OVERLOADING

Overloading is used for allowing multiple functions with the same name to have different behaviour.

The output does not matter in overloading.

Are the following overloads?

void lookup (Account);
void lookup (Account const);

void lookup(Account acc) {
  //... Account acct;
        lookup(acct);
}


void lookup(Account const acc) {
  //... Account acct;
        lookup(acct);
}

NO. The parameter is being passed in by pass by value. In both cases, a copy is being made. The compiler ignores the const.

int const ci=0;
int i=10;

int const *c=%ci;
int *const tc=&i; 

string s{"seattle"};
print(s);
print("singapore");
string const t{"seoul"};
print(t);

void printf(string) //works with "seattle", not with "singapore"
void print(string const &) //works with "seattle", works with "singapore"
void print(string &);

string s{"seattle"};
print(s);

void f(int);
void f(double);
char ch=10;
f(ch); //which function call does it pick

Because chars are logically promoted to ints.
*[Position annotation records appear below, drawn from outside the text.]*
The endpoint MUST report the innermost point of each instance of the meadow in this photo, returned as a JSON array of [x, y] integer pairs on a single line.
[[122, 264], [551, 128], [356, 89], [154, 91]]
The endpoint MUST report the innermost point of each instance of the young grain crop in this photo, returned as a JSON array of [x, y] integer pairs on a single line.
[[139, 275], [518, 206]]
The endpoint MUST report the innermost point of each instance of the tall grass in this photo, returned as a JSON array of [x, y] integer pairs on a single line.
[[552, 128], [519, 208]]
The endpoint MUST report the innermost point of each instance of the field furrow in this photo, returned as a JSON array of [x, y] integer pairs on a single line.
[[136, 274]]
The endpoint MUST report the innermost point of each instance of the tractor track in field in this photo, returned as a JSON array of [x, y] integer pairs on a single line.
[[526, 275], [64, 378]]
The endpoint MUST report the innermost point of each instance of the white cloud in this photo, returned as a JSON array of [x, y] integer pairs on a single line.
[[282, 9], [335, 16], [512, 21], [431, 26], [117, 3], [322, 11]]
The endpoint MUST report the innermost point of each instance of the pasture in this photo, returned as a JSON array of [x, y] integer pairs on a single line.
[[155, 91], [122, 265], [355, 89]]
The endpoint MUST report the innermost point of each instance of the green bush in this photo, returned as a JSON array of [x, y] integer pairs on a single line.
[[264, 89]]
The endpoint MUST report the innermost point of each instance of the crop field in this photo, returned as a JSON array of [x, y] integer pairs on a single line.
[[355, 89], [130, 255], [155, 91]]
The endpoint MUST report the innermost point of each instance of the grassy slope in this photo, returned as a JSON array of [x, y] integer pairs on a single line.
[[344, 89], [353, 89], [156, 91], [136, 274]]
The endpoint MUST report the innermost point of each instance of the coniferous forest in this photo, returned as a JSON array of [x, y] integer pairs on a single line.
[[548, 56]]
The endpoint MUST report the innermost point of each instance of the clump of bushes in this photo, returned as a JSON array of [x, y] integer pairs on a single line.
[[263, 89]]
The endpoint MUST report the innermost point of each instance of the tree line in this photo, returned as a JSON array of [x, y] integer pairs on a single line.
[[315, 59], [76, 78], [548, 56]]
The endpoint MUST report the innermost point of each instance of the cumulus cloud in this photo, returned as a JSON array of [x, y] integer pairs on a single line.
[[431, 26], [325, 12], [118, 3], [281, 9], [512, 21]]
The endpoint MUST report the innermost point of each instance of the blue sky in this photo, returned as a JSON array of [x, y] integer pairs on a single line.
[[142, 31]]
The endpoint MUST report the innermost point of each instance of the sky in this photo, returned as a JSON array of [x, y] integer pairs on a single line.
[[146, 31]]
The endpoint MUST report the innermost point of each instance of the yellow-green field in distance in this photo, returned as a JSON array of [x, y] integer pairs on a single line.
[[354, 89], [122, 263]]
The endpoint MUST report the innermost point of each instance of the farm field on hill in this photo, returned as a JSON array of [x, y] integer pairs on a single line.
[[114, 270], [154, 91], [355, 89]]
However, this will never be tested because who the hell remembers these things.

Str::Str() : mLen(0), mPtr(new char [mLen+1]) { //This sets default members
  *mPtr='\0';
}

Ambiguous calls causes a compile time error due to ambiguouity.

Perfect Fit, Promotion, Conversion (Promotion takes priority over Conversion)

Perfect Fit

Promotion char->int short->int

Conversion char->short

void fn(T1 a, T2 b) //random, a and b have equal priority, perfect fit, then promotion, then conversion)

IMPORTANT: RETURN TYPE DOES NOT MATTER

If downgrading is chosen, then warning

returning by value on an overloaded function is equal to calling the copy constructor.